Samsung, special to Digital Trends
Samsung, special to Digital Trends
Samsung, special to Digital Trends
Samsung, special to Digital Trends
Manufacturing in Gumi is more robotic than assembly by hand: It takes just 13 minutes for 14 giant machines to join a circuit board and battery, slip it behind a display, and seal it all into a glass and metal housing. It takes 30 minutes total to make the phone, counting the time required to install the operating system. In that time, only two or three people actually handle any given phone. Instead, it’s robot arms that grab components, robot noses that sniff for signs of organic compounds, traces that batteries might be failing. We see a robot cart hauling parts down a corridor, following a path made of silver reflective tape. It plays a tune, and pauses when we get in front of it.
This assembly line has become more automated for this new phone, but that doesn’t mean everything is. Much of the battery testing involves humans, and Samsung has clearly rethought the system: There are eight new tests that these phones will go through, in addition to the battery (sorry) of existing tests.

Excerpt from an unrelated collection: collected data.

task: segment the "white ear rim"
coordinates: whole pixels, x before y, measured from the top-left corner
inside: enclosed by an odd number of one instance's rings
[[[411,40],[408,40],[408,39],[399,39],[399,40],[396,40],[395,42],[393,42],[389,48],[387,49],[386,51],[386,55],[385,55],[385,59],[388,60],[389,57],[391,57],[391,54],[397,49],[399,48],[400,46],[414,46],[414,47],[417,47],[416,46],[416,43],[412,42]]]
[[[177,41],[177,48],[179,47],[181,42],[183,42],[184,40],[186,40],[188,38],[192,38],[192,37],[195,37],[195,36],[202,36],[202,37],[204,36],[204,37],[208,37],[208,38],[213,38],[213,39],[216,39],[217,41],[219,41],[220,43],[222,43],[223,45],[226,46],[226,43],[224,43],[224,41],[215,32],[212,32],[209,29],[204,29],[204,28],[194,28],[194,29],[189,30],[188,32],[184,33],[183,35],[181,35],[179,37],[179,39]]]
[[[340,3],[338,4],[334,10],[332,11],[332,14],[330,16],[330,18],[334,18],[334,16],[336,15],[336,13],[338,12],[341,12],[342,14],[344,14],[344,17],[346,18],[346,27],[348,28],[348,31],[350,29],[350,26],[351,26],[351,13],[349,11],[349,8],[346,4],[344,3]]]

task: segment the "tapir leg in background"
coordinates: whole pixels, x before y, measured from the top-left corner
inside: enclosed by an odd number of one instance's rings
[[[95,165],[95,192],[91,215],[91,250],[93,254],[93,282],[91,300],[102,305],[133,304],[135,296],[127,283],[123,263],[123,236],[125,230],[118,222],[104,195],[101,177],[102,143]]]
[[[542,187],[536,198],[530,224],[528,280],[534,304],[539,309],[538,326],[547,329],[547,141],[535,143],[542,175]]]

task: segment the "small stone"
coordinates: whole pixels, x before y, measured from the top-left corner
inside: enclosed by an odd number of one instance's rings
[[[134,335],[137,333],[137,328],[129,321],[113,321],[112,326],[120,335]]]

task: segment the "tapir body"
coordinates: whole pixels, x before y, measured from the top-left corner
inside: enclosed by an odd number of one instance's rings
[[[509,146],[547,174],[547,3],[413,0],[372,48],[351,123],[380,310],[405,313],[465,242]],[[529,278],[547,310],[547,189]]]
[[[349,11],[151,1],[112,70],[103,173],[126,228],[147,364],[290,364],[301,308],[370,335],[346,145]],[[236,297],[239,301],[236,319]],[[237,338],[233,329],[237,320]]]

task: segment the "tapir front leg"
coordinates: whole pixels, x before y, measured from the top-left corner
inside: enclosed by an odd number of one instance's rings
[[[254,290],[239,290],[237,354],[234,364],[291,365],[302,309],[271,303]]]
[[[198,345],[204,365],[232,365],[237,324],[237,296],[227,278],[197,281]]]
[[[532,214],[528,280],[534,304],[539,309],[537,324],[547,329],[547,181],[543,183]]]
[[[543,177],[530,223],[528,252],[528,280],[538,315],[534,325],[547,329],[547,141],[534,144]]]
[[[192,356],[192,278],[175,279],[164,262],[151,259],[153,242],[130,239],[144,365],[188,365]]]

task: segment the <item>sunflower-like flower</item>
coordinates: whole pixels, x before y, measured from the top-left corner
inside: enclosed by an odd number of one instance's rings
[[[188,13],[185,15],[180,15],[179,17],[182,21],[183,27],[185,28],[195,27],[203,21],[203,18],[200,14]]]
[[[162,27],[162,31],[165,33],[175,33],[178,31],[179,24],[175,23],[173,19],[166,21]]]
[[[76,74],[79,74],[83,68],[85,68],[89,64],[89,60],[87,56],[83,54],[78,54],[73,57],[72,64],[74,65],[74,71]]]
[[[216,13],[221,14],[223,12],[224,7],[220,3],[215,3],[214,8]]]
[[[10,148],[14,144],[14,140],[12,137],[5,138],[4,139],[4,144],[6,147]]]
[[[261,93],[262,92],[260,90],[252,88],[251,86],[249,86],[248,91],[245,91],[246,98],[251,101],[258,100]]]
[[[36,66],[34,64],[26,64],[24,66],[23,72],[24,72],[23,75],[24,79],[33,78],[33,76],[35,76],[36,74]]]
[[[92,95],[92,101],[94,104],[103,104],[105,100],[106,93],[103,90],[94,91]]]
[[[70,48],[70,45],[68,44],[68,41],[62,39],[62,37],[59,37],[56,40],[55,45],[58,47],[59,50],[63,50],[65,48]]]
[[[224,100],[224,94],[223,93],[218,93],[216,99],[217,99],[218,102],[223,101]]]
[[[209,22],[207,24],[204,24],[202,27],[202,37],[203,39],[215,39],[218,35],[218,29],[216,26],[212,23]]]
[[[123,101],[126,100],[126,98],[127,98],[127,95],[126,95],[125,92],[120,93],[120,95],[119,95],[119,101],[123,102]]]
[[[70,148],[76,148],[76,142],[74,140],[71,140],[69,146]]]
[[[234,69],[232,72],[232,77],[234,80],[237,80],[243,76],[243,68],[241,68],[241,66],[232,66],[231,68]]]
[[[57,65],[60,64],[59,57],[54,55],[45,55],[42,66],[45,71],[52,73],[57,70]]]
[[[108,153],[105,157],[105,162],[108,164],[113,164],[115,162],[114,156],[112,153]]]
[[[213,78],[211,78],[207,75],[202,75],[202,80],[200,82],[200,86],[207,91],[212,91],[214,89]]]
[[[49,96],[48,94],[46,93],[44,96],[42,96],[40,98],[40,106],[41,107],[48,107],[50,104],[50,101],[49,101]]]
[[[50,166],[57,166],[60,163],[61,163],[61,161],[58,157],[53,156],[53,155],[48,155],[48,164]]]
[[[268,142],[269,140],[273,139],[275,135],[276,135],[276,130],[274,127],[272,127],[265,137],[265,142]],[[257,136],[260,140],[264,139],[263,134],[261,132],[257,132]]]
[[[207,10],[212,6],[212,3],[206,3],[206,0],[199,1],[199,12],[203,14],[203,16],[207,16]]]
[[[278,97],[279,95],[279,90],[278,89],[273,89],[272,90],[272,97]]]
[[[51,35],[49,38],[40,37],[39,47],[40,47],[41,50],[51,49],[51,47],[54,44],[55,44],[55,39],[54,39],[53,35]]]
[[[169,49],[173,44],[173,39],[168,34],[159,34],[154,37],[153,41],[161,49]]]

Life cycle tests, abuse tests, mechanical tests, abnormal charging tests, impact tests, thermal shock tests.
Robot arms grab components, robot noses sniff for signs of organic compounds…
We enter a battery safety test lab to witness a test run, a compression test in which 13 kilonewtons of pressure are applied to a battery. 1 kilonewton of pressure is about 225 pounds of weight; imagine a fairly good sized baseball player standing on one foot, directly on a battery. Now put his entire team on his shoulders. The battery should survive – but before our very eyes, it doesn’t, first smoking, then bursting into fire.
Is this really happening? Is this … is that … did that just happen? The phone should survive the test. That’s the whole point of the test, isn’t it?
Eventually we learn that, to give us a better sense of what they are dealing with, Samsung has dialed up the test to insane levels: The battery only burst into flames at 20 kilonewtons of pressure. Picture an entire football team, each member standing on another’s shoulders, all standing on tiptoe on one tiny battery.
More: Will the Galaxy S8 be safe? This is Samsung’s new 8-point battery safety check
We are impressed. And suitably reassured.
In the end, battery tech has progressed substantially thanks to the Note 7 situation, as well as Samsung’s ability to vet the components. Because when you’re on the phone, you should be thinking about your conversation – and not worry about what’s in your hand. The Galaxy S8 may be the most beautiful phone on the market. And thanks to the energy Samsung invested after what analysts describe as a $17 billion incident, it may be the safest as well.